UK claimant wins right to legal challenge against DWP over disability benefits (UC)

Indigophoton

Senior Member (Voting Rights)
Background for those unfamiliar with the system: Universal Credit replaces half a dozen other benefits including means-tested ESA ('sickness benefit', intended to replace a wage for those too ill to work).

Disabled people who are considered sufficiently incapacitated, and who meet a couple of other conditions, currently get extra money (the Severe Disability Premium, and/or Enhanced Disability Premium). It's meant to help with the extra costs associated with being disabled.

Under UC that extra help is removed for all new claimants.

The government promised that no one currently getting SDP or EDP would lose out when transitioned to UC, but apparently a mere change of address is enough to count as a reason to withdraw the payments from the claimant.

A terminally ill man has won the right to launch a landmark legal challenge to the government over its introduction of universal credit after the controversial new benefits system left him significantly worse off.

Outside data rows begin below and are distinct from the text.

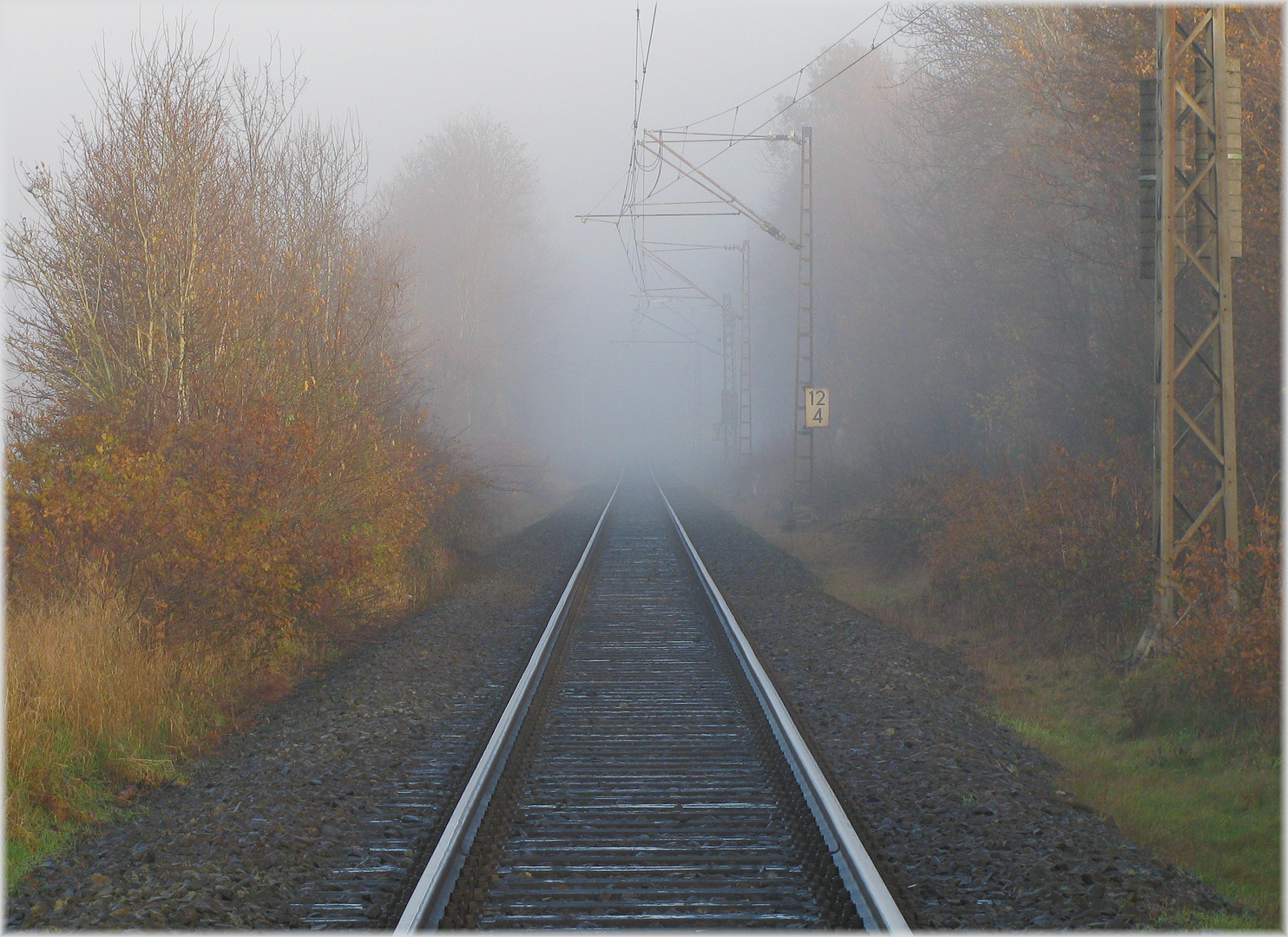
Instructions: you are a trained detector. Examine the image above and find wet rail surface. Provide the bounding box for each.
[399,482,903,929]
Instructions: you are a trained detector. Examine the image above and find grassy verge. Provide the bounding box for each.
[5,583,223,883]
[734,496,1283,929]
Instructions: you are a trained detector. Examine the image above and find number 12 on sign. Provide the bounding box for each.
[805,388,832,429]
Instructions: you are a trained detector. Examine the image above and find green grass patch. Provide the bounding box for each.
[985,659,1282,929]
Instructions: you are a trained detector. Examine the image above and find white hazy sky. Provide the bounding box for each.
[0,0,877,229]
[0,0,889,475]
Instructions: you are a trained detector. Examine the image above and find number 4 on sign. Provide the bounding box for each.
[805,388,832,429]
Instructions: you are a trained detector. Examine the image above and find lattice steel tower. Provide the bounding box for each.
[1134,6,1243,659]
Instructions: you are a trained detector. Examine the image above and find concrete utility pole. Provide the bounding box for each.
[791,128,814,522]
[738,240,751,458]
[720,293,738,462]
[1132,6,1243,662]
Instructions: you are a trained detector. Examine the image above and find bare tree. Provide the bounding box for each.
[389,115,543,447]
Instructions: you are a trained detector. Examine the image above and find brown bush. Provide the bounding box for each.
[920,448,1150,652]
[5,26,482,846]
[1167,508,1283,726]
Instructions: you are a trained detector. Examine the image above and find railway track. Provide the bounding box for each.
[397,482,907,932]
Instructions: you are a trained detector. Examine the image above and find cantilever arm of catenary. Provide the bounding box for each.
[639,130,801,251]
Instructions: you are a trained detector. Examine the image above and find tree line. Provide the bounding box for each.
[5,22,540,849]
[762,5,1282,719]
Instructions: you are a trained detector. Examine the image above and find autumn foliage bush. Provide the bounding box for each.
[1167,508,1283,726]
[904,448,1150,650]
[5,24,484,864]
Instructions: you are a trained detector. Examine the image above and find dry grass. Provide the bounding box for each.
[5,577,226,881]
[725,491,1283,929]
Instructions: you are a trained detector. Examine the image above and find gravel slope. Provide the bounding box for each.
[667,489,1226,929]
[8,488,1224,929]
[6,489,608,929]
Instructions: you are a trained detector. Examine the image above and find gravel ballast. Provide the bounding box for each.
[668,489,1232,929]
[6,488,608,929]
[8,487,1225,929]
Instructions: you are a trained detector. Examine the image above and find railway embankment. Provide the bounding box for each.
[9,490,1224,929]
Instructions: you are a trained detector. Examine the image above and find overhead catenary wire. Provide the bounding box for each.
[659,3,890,130]
[649,6,930,198]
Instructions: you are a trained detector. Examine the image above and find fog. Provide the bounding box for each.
[0,1,889,504]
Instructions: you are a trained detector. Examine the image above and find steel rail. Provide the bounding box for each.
[394,475,622,934]
[653,476,910,934]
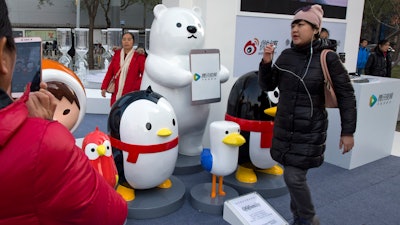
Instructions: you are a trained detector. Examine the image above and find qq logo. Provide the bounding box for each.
[243,38,260,55]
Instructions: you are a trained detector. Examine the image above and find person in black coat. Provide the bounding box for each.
[365,40,392,77]
[259,5,357,225]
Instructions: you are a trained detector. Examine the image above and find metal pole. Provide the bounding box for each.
[76,0,81,28]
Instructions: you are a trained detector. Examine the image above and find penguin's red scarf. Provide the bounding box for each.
[109,135,178,163]
[225,114,274,148]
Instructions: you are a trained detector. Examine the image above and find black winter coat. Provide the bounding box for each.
[259,40,357,169]
[365,46,392,77]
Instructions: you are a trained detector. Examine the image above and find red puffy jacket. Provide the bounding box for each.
[0,90,127,225]
[101,49,146,106]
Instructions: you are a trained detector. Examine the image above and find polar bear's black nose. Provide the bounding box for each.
[186,26,197,34]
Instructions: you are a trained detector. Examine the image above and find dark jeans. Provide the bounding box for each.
[284,166,315,221]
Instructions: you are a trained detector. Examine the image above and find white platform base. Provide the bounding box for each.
[392,131,400,157]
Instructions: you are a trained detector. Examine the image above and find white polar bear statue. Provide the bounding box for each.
[140,4,229,156]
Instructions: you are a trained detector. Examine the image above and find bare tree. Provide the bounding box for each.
[361,0,400,65]
[100,0,161,29]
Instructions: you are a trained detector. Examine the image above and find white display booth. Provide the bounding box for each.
[325,75,400,169]
[162,0,364,147]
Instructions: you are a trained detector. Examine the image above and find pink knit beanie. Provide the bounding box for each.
[293,5,324,32]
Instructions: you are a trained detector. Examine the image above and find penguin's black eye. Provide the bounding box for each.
[63,109,71,116]
[146,123,151,130]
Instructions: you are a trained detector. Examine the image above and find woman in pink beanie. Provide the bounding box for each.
[258,5,357,225]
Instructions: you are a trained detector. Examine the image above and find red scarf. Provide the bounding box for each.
[109,135,178,163]
[225,114,274,148]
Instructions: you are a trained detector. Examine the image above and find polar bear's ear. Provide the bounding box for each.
[192,6,201,18]
[153,4,167,18]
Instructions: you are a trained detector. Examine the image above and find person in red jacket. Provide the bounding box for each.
[0,0,128,225]
[101,32,146,105]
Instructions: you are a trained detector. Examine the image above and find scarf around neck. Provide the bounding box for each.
[115,48,135,100]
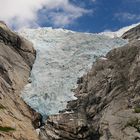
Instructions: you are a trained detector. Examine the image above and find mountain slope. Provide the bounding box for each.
[0,22,38,140]
[40,27,140,140]
[21,28,127,116]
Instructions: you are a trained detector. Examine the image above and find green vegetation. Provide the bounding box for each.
[134,107,140,113]
[126,118,140,133]
[0,104,6,110]
[0,126,15,132]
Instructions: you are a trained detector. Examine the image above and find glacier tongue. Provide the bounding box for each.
[20,28,126,115]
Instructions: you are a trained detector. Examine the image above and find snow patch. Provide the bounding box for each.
[20,28,127,116]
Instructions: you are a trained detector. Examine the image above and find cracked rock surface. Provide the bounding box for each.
[0,22,38,140]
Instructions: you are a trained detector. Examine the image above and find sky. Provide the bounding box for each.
[0,0,140,33]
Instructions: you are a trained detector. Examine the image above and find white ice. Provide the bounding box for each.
[20,28,127,115]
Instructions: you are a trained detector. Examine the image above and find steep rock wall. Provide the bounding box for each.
[0,22,38,140]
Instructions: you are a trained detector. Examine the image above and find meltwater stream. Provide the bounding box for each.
[20,28,126,116]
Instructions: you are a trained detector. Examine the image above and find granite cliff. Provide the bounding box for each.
[40,26,140,140]
[0,22,38,140]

The 52-year-old, known only as TP, a Cambridge graduate who once worked in the City, has non-Hodgkin lymphoma and the rare lymph node condition Castleman disease. Following a successful hearing last week, a full judicial review of his claim will take place next month, the first high court challenge of its kind.

The outcome could have consequences for thousands of other disabled people who claim that they are now experiencing financial hardship as a result of having had their benefits restricted under universal credit.

https://www.theguardian.com/society/2018/feb/04/universal-credit-faces-judicial-review

Just when I think it can't get any more heartless, the government takes my breath away again. Let's hope this chap wins.